Fiery John Tortorella close to becoming next Flyers head coach

john tortorella flyers
Dec 2, 2017; Washington, DC, USA; Columbus Blue Jackets head coach John Tortorella looks on from behind the bench against the Washington Capitals in the second period at Capital One Arena. The Capitals won 4-3. Mandatory Credit: Geoff Burke-USA TODAY Sports

John Tortorella is close to getting back behind the bench of another Metropolitan Division team.

Per multiple reports, the Philadelphia Flyers have an offer on the table for Torts to become their next head coach. NHL Analyst Kevin Weekes was the first to break the story with another of his Breaking News videos from random locations.

Torts has coached the Tampa Bay Lightning, New York Rangers, Vancouver Canucks, and Columbus Blue Jackets.

John Tortorella next Flyers head coach

The rumor mill surrounding the Flyers coach job had both Barry Trotz and John Tortorella as the final two candidates.

Almost from the beginning, Torts was considered the frontrunner to land the position since they let go of Mike Yeo. He’s a fiery coach known to get into some heated moments with the media and his players. But he is also widely considered one of the fairest coaches in the business and would bring instant accountability to that locker room.

The 63 year-old Torts is 14th all-time on the NHL’s win list.
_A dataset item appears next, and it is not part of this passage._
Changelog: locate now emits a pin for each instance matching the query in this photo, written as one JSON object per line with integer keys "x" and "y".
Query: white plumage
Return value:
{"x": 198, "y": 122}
In 1383 games he has a record of 673-541-37-132. His postseason record is 56-64 winning a Stanley Cup in 2004 with the Tampa Bay Lightning.

Torts marches to his own drum

john tortorella
Dec 16, 2017; Raleigh, NC, USA; Columbus Blue Jackets head coach John Tortorella looks on during the game against the Carolina Hurricanes at PNC Arena. The Carolina Hurricanes defeated the Columbus Blue Jackets 2-1. Mandatory Credit: James Guillory-USA TODAY Sports

One thing is for sure, Tortorella’s press conference with the Philadelphia media is going to become must see TV.
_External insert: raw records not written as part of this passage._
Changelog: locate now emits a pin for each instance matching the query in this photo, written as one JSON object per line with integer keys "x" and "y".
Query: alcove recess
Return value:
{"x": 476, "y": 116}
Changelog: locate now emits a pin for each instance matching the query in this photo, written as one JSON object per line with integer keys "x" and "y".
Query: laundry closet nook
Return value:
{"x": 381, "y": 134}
Even if it’s unintentional, Torts always seems to be in the center of a media storm. That happened this past season as a TV Analyst for ESPN. He felt his comments over THE Trevor Zegras flip pass over the net for a goal were misconstrued.

“I live under a rock,” John Tortorella said on ESPN’s The Point. “I didn’t realize all of this was going on after the show.”

Torts began speaking about his comments on the Zegras’ “pass streamed around the world”, where he criticized if it was “good for hockey.” While he still feels it’s debatable if that pass is a good hockey play, he wanted to set the record straight.

“I read the article and saw what this kid was going through with the questions being asked and my heart dropped,” the former coach said. “That was the furthest thing from my mind criticizing this kid.”

“What bothers me is the media – my comments have been taken out of context trying to pit and Trevor against one another” Torts explained. “I feel terrible about that and I reached out to him and his coach. I hope he does it again quite honestly.”

For what it’s worth, Torts as a coach isn’t for everyone. Patrik Laine was very critical of him after Torts left the Columbus Blue Jackets.

“I understand the need for a tight system, but all players are different,” Laine criticized how Torts used him. “I do not even want to be like everyone else. I am who I am and do things my way. Everyone should be given the opportunity to be themselves. Then, of course, you have to play within the team’s system. I think it’s stupid not to use my potential. But then it’s another matter what the coaches think.” 

On the opposite spectrum, you have more players that respect Torts because he treats everyone equally. Regardless if you’re a goal scorer or a checker, it’s all about the team.

“Great coach. Great person,” Jackets goalie Elvis Merzlikins said. “I’m sad that I’m not going to have an opportunity to work with him. He taught me a lot. He was the guy who settled me down and gave me a chance to understand the league.”

“Personally, I love Torts,” Columbus defenseman Zach Werenski noted. “Me and Torts went through it. My first year, came in and it was smooth sailing. Second and third year I was struggling defensively. He was hard me – pushed me to be better. Going through that process with him – seeing what he means to the room, to the city, to the organization – I’m honored to have played for him.”